Antwoord op vragen van het lid Van Raak over genoegdoening voor atoomklokkenluider Frits Veerman

AH 4068

2020Z14399

Antwoord van minister Ollongren (Binnenlandse Zaken en Koninkrijksrelaties) (ontvangen 9 september 2020)

Vraag 1

Wat is uw reactie op het onderzoek door het Huis voor klokkenluiders

naar de bejegening van atoomklokkenluider Frits Veerman? 1)

Antwoord 1

Ik heb kennis genomen van de bevindingen van het Huis voor klokkenluiders in

het onderzoeksrapport van 7 juli 2020. Het Huis acht het aannemelijk dat het

melden van een vermoeden van een misstand door de heer Veerman de oorzaak is

geweest van het wijzigen van zijn werkzaamheden en het daaropvolgende ontslag.

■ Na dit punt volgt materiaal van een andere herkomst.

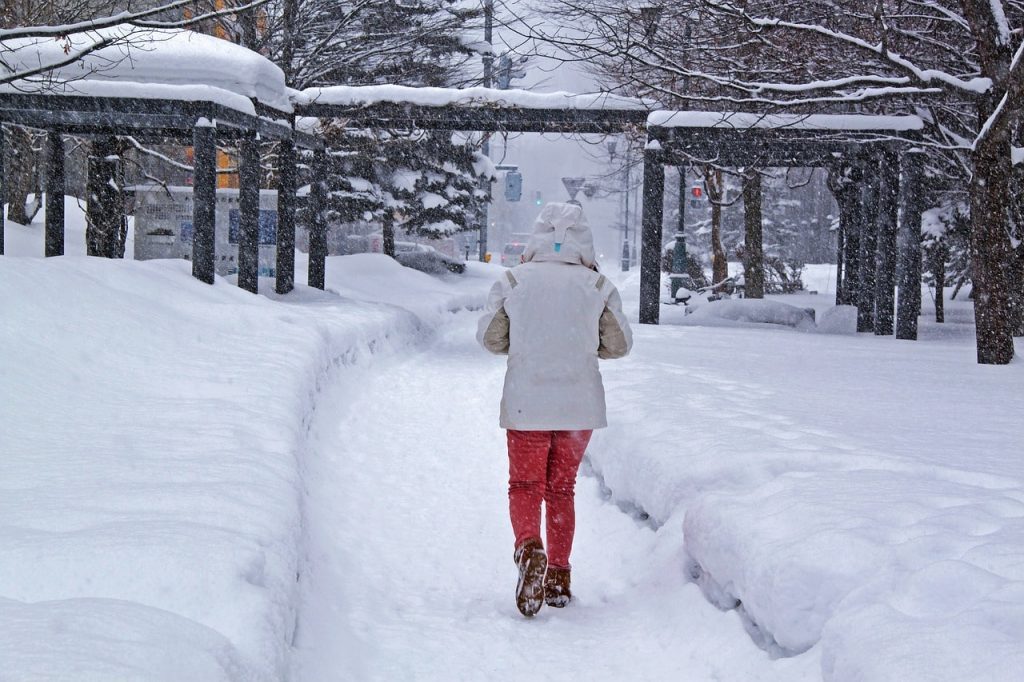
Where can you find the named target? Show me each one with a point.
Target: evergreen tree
(425, 182)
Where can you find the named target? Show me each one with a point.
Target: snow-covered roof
(148, 64)
(344, 95)
(852, 122)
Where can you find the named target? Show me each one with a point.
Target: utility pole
(488, 19)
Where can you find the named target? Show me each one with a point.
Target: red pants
(543, 466)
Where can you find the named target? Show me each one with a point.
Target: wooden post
(911, 167)
(650, 250)
(939, 260)
(387, 233)
(105, 209)
(867, 247)
(3, 186)
(286, 217)
(204, 200)
(54, 194)
(249, 214)
(840, 246)
(754, 258)
(317, 224)
(848, 198)
(679, 264)
(885, 263)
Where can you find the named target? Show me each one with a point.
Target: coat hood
(561, 233)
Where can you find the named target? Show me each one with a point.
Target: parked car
(426, 258)
(512, 253)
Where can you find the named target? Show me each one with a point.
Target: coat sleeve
(493, 330)
(615, 335)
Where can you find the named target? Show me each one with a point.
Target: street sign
(513, 185)
(573, 185)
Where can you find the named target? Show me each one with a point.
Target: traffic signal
(513, 186)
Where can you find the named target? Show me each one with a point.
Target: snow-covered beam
(476, 97)
(482, 110)
(804, 122)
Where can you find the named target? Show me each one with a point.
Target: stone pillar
(911, 205)
(3, 186)
(249, 173)
(317, 223)
(54, 194)
(867, 247)
(650, 250)
(885, 272)
(286, 217)
(204, 200)
(754, 258)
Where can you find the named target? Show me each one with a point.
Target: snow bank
(752, 310)
(153, 456)
(858, 497)
(360, 95)
(854, 122)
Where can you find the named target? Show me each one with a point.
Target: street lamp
(612, 144)
(679, 253)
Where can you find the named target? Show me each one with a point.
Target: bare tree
(954, 62)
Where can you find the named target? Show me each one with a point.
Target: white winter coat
(555, 316)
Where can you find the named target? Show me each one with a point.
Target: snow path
(410, 572)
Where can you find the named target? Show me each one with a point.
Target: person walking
(554, 316)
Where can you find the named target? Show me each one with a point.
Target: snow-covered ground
(199, 483)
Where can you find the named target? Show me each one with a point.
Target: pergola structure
(202, 124)
(243, 97)
(882, 147)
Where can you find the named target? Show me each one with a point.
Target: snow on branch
(91, 35)
(973, 86)
(476, 96)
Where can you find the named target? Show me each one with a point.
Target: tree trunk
(387, 230)
(1017, 220)
(754, 261)
(990, 248)
(939, 258)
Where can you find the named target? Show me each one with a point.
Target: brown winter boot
(556, 587)
(531, 561)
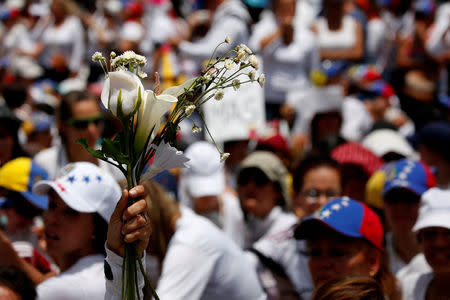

Deze benadeling heeft plaatsgevonden door de voormalig werkgever van de heer

Veerman. Het onderzoek van het Huis voor klokkenluiders heeft geen betrekking

op gedragingen van de overheid.

Vraag 2 en 3

Bent u bereid om een onderzoek te laten doen naar de bejegening van

deze klokkenluider door overheden en overheidsorganisaties?

Bent u bereid met Frits Veerman in contact te treden om te bespreken hoe

deze klokkenluider genoegdoening kan worden gegeven?

Antwoord 2 en 3

Over gedragingen van de overheid, met name de rol van de BVD, heeft de heer

Veerman zich in augustus 1983 al beklaagd bij de Nationale ombudsman. Deze

heeft in oktober 1986 na onderzoek een rapport uitgebracht. De ombudsman

concludeerde dat geen sprake was van niet-behoorlijke gedragingen van de BVD.

In januari 2006 is tijdens het debat over de affaire rondom de Pakistaanse

atoomgeleerde Khan aan mijn ambtsvoorganger gevraagd nog eens serieus naar

de zaak van de heer Veerman te kijken, omdat hem onrecht zou zijn aangedaan. 2)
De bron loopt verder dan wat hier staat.